Elle précise encore que les personnes
qui n’auraient pas droit à une protection temporaire et qui seraient en mesure
de retourner dans leur pays d’origine dans des conditions sures et durables devraient
être admises dans l’Union, même si
elles ne remplissent pas toutes les conditions d’entrée fixées par le code
frontières Schengen, afin que leur passage sur en vue de leur retour soit
assuré.
Il est donc de votre responsabilité de
garantir aux ressortissants non-ukrainiens fuyant les bombardements russes, un
entretien individuel et l’étude de leurs droits. Encore faut-il les laisser entrer
sur le sol français !
Or, plusieurs dizaines de
ressortissants de pays tiers fuyant l’Ukraine, ont, nonobstant ces directives
et recommandations, été refoulés à la
frontière franco-italienne par les agents de la Police de l’Air et des
Frontières placés sous votre responsabilité, en total contradiction avec les
décisions de l’Union Européenne et des engagements de la France.

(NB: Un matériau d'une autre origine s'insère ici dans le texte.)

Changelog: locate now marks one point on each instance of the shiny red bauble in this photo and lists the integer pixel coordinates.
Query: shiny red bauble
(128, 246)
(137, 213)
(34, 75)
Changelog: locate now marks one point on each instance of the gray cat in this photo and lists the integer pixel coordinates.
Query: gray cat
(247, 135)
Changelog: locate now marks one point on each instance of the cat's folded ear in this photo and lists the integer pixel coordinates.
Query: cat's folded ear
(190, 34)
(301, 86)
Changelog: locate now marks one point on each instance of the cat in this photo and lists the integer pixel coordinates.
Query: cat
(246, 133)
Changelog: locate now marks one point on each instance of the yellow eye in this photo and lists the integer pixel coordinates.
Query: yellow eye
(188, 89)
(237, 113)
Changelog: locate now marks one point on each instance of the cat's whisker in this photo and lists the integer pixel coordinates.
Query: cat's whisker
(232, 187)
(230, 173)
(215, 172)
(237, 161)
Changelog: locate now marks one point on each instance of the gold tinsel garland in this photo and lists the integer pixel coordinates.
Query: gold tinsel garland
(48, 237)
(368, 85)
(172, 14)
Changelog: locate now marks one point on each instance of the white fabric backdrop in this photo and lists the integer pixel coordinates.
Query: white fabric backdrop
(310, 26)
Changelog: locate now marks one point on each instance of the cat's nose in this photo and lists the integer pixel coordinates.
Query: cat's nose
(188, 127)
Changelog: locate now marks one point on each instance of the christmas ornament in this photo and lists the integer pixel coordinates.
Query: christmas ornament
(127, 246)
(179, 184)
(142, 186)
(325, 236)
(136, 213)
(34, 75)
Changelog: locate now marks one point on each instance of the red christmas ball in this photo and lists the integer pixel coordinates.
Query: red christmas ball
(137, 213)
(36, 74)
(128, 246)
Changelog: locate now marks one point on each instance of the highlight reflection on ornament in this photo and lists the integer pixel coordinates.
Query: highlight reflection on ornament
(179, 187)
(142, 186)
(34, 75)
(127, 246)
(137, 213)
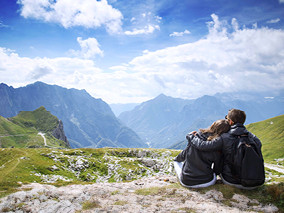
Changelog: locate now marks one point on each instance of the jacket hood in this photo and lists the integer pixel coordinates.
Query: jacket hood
(238, 129)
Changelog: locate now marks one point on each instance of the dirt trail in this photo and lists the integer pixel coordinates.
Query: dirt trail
(44, 139)
(12, 164)
(275, 167)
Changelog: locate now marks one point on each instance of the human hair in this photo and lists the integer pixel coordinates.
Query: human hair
(216, 129)
(237, 116)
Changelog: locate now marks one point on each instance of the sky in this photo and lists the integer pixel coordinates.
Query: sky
(130, 51)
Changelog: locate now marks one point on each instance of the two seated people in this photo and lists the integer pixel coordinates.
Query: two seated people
(227, 149)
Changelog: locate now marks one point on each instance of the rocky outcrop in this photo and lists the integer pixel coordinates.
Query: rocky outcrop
(88, 122)
(151, 194)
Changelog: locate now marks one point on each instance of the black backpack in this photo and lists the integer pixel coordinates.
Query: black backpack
(247, 163)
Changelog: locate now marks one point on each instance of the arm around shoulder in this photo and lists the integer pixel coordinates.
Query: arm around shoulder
(214, 145)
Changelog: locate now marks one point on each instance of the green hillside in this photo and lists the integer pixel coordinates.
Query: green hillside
(22, 130)
(271, 134)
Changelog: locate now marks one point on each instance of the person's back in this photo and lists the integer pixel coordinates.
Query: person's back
(197, 165)
(227, 143)
(197, 170)
(230, 140)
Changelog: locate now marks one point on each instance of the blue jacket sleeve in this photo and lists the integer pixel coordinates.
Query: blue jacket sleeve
(181, 156)
(200, 144)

Nous avons été alertés sur la gravité
de ces exactions, et avons été informés de source sure des réponses données par
un agent de la PAF, sur l’une de ces situations :
« Ils
ne sont pas ukrainiens, ils sont xxxx (…) Le plus court chemin pour XXXX, c’est
pas la France, c’est de l’autre côté. Ils repartent d’où ils viennent.
On
a des instructions.
(…)
Les Ukrainiens y’a pas de soucis, ceux qui sont pas ukrainiens, c’est comme ça.
C’est la loi. »
Ces pratiques vont à l’encontre d’un
traitement digne et respectueux des exilés fuyant la guerre en Ukraine. Elles
constituent une privation manifeste de leurs droits. Elles établissent une
discrimination intolérable et un tri honteux entre ukrainiens et non
ukrainiens.
Nous vous demandons de faire appliquer,
sans délais et sans dévoiement, la décision du Conseil de l’Europe éclairée par
la circulaire du 10 mars 2022 et la communication de la Commission européenne
du 21 Mars 2022 et de donner les instructions en ce sens aux services de la
Police aux Frontières.
Nous vous prions de croire, Monsieur
Le Préfet, à l’expression de notre parfaite considération.
Habitat et citoyenneté, la Ligue des Droits de l’Homme, le Syndicat des Avocats de France, et Tous citoyens.